En un comunicado, las fuerzas israelíes han señalado que han atacado "posiciones de Hamás" en el campo de Ain al Hilweh, que, según sostienen, eran empleadas por "el grupo terrorista para perpetrar ataques contra Israel".

"Este cuartel general se ha utilizado durante los últimos meses para preparar actividades terroristas contra las fuerzas israelíes en territorio libanés, y presenta zonas de entrenamiento desde las cuales se planeaban ataques terroristas contra el Ejército y el Estado de Israel", recoge el texto.

El Ejército ha añadido que la infraestructura alcanzada se encontraba "en el corazón de una población civil, explotando cínicamente sus residentes para promover los objetivos terroristas de la organización y usándolos como escudos humanos". "Estas actividades constituyen una violación de los entendimientos entre Israel y Líbano y una amenaza para el Estado de Israel", ha sostenido.

"Trabajamos para evitar el establecimiento de la organización terrorista Hamás en Líbano y seguiremos actuando enérgicamente contra los terroristas de Hamás dondequiera que operen para eliminar la amenaza a los ciudadanos del Estado de Israel y las Fuerzas Armadas", ha zanjado.

Por su parte, Hamás ha condenado el bombardeo, que califica como "un nuevo crimen añadido a la serie de continuos ataques contra nuestro pueblo palestino y una violación de la soberanía del hermano Líbano" y que, según denuncia, "refleja la insistencia del gobierno de ocupación" en referencia a Israel, "en ampliar el alcance de su agresión y desestabilizar la seguridad y la estabilidad en la región".

Ataques en el valle de la Becá con seis muertos y 25 heridos

Poco después, el Ejército israelí ha anunciado un segundo ataque aéreo contra una base de Hezbolá en Baalbek, en el valle de la Becá, "empleado para promover complots terroristas contra las fuerzas del Ejército y el Estado de Israel".

En un mensaje difundido en redes sociales, el Ejército ha acusado a la milicia chií de situar de forma deliberada sus estructuras en zonas habitadas: "La organización terrorista Hezbolá coloca sistemáticamente sus activos en el corazón de las poblaciones civiles, contrariamente a los entendimientos y explotando cínicamente a los residentes y utilizándolos como escudos humanos para promover los objetivos terroristas de la organización".

"La actividad terrorista en la sede atacada constituye una violación de los entendimientos entre Israel y el Líbano y una amenaza para el Estado de Israel", ha añadido el Ejercito israelí.

La agencia oficial libanesa NNA ha corroborado el bombardeo en Baalbek, así como nuevos ataques israelíes en las localidades de Qasr Naba y Tamnin al-Tahta, también en el valle de la Becá. El balance conjunto de esta oleada de ataques asciende, según estos datos, a seis muertos y 25 heridos.

En los últimos meses, Israel ha efectuado decenas de incursiones aéreas en territorio libanés pese al alto el fuego de noviembre de 2024, alegando que se limita a responder a actividades de Hezbolá y que, por tanto, no vulnera el acuerdo. Sin embargo, tanto el Gobierno de Beirut como la propia milicia chií han rechazado este argumento y han denunciado públicamente los bombardeos, que también han recibido críticas por parte de Naciones Unidas.

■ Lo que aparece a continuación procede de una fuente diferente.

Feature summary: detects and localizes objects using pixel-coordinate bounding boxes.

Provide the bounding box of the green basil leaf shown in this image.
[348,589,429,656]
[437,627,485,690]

El alto el fuego, pactado tras meses de enfrentamientos desencadenados a raíz de los ataques del 7 de octubre de 2023, obligaba tanto a Israel como a Hezbolá a retirar a sus combatientes del sur de Líbano. No obstante, el Ejército israelí mantiene cinco posiciones en territorio libanés, una presencia que ha sido reiteradamente cuestionada por las autoridades del país y por Hezbolá, que reclaman el desmantelamiento completo de este despliegue.